Developer unveils concepts for proposed housing partnership with Frisco
FRISCO — Developers unveiled initial concepts for a potential public/private housing partnership with the town of Frisco on Wednesday afternoon, a cooperative effort that could bring up to 100 new housing units to town if an agreement is reached.
Dozens of community members gathered inside the First and Main Building to view concepts for new housing opportunities on Granite Street. The concepts were put together by Norris Design and Brynn Grey on behalf of local developer Nathan Glassman, who owns an empty plot on Granite Street between Second and Third avenues. He approached town officials last year to pitch a partnership, hoping to take advantage of a pair of town-owned lots nearby.
“The thought is that the whole is greater than the sum of its parts,” Glassman said. “I think that together we can have a greater impact on the needs of this community. The last time we held a meeting, 100% of the people who came said housing is a great need in Frisco. We know we can do way more together.”
The proposal includes possible development on three lots, including the Glassman lot, the adjacent town-owned Sabatini lot and another lot at 113 Granite St. just across Second Avenue.
The main development would be on the Glassman-Sabatini site, where developers tentatively have proposed a four-story building complete with 20 market-rate units (39 bedrooms) and 12 workforce units (21 bedrooms). The building also would be complete with an underground parking structure that could hold up to 111 spaces, a 60-space ground-level parking structure for residents and an additional 29 spaces on the street.
According to Glassman, all of the units at the main site would be for sale with the hope that residents moving into the development would stick around long term and help to foster a sense of community.
“That tends to happen more with for-sale units because people are living there longer,” Glassman said. “You get to know each other, get to know each other’s kids. That’s where there’s a lot of emphasis on the design and creating those community spaces. We’ve got big courtyards in between. We’ve got hardscape on either side, so you have public spaces to look out to the view.”
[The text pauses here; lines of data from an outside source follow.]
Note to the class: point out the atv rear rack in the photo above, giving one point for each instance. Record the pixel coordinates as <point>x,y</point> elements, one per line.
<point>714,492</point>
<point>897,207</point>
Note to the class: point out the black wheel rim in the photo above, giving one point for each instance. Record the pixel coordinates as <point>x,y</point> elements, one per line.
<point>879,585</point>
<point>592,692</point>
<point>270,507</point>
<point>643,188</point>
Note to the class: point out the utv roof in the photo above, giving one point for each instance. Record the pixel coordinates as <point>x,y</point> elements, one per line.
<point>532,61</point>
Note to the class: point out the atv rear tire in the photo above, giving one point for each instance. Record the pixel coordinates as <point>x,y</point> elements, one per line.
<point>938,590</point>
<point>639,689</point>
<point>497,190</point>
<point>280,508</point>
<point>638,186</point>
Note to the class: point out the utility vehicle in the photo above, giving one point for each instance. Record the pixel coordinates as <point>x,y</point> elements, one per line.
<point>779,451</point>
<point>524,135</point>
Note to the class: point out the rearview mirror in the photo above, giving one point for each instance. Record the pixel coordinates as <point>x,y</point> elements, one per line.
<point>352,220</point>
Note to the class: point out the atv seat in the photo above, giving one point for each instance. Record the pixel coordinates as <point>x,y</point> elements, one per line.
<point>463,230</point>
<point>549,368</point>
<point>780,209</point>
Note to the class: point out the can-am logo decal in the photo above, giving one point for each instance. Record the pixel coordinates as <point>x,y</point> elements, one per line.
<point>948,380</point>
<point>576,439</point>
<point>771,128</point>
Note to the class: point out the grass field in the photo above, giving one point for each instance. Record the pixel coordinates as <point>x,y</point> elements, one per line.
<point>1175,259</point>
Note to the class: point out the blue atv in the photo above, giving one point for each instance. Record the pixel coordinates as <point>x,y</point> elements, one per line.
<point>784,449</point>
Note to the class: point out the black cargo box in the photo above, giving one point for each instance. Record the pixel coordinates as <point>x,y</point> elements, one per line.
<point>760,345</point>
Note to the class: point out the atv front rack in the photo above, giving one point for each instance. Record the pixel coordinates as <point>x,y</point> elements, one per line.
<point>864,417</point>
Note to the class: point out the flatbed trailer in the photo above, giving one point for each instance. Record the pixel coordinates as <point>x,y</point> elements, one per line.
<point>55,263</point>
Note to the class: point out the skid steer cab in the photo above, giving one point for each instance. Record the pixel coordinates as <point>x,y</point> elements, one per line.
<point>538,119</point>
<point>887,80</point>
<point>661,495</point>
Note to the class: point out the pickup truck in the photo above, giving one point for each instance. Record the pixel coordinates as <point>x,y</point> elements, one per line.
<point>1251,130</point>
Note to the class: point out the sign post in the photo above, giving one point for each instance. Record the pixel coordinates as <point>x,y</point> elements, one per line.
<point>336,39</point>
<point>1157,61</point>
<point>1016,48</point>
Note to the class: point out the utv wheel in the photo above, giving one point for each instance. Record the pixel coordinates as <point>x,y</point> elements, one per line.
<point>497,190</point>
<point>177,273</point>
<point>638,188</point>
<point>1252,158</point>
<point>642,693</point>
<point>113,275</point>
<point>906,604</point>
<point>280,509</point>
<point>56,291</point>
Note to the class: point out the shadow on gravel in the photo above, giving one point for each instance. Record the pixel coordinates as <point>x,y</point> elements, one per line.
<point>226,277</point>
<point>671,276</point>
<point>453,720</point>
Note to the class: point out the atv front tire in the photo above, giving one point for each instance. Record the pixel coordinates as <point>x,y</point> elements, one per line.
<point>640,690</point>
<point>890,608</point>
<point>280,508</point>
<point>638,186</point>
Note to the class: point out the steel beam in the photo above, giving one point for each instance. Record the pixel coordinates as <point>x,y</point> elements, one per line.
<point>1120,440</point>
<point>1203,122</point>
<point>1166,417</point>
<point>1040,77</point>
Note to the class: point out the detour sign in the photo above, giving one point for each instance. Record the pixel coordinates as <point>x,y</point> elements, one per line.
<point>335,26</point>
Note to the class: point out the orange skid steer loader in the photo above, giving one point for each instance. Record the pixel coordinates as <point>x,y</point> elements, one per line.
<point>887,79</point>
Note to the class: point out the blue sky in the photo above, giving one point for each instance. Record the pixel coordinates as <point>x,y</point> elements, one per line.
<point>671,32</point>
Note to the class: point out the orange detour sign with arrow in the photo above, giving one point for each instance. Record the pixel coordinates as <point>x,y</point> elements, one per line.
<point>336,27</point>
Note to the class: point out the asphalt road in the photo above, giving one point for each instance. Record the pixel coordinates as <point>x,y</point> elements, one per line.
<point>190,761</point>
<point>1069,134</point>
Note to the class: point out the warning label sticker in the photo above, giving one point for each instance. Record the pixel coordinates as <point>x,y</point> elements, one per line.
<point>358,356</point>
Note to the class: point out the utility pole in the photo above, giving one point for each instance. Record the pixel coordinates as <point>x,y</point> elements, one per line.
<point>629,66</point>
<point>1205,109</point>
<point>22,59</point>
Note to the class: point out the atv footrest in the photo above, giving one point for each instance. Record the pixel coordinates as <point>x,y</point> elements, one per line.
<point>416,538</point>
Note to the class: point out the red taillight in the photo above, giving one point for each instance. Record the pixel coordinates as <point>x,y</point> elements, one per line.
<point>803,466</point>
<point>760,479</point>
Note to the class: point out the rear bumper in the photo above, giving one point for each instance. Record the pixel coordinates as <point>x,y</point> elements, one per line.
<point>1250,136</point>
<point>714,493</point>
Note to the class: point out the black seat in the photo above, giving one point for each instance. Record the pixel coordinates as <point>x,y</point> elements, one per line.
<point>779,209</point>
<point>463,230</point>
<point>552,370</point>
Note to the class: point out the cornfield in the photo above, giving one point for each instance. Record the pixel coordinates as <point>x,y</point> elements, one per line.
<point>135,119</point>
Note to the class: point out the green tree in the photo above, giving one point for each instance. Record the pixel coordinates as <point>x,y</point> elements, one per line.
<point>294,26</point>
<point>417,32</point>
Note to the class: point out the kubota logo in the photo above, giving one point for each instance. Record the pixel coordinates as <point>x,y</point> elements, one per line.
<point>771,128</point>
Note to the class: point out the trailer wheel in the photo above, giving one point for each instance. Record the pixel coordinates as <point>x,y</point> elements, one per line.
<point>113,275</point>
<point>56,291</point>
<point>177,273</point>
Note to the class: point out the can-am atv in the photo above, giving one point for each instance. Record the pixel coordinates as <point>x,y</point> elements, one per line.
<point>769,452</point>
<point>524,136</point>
Glassman also said he hopes the extended parking options would help to make a difference throughout the entire area, facilitating overflow from the 113 Granite St. site among other nearby businesses.
“That’s the magic here,” Glassman said. “We can actually free up other sites because there’s no longer a need for additional parking there.”
Two separate concepts were presented for the 113 Granite St. site, both of which were proposed as affordable workforce rental properties. The first would feature a two-story building with 10 four-bedroom units for a total of 40 bedrooms. The second would include a three-story building with 24 one-bedroom units.
Glassman noted that his vision for the 113 Granite St. units was to either rent out the units directly or sell them to local businesses that could in turn rent them to their employees. Regardless of how things shake out, he said they’ll be affordable for the town’s workforce, likely restricted to around 60% of area median income or lower.
Based on the initial concepts, both buildings would feature net-zero, all-electric designs along with solar-ready roof panels and Frisco’s traditional mountain aesthetic.
It’s unclear whether town officials will decide to move forward with the partnership or what exactly a partnership would look like. Town Manager Nancy Kerry said the next step would be receiving a formal proposal from developers and entering into a memorandum of understanding to continue with the project. Before any decisions are made by the Town Council, Kerry said there would be a detailed cost-benefit analysis.
“As soon as we get a clear proposal, we’ll analyze it to see what the benefit is to the town,” Kerry said. “How much housing money are we putting in, and how many units will we get for the workforce? … If the council is willing to contribute land, the public has the right to the fair-market value. So we’d want to get it appraised, figure out what that really is and then decide what the town and public get for it. We’d expect some number of workforce housing units dedicated for public use, either through deed restrictions or what have you.”
Glassman said that even if an agreement with the town can’t be reached, he still would move forward with some sort of housing project on his plot. Similarly, Kerry said the town was dedicated to pursuing more housing options with or without the Glassman site.
“The council has said their No. 1 top priority is housing, period,” Kerry said.
Developers will take into account the new community input from the meeting and are expected to send the town a formal proposal in the next week or two. For now, community members seem tentatively optimistic that an agreement can be reached.
“I like the idea of more housing and more workforce housing,” local resident Cindy McGuire said. “I’m a little concerned about workforce and private housing in the same building … and I don’t particularly want it to loom over the Historic Park. But I am generally supportive.”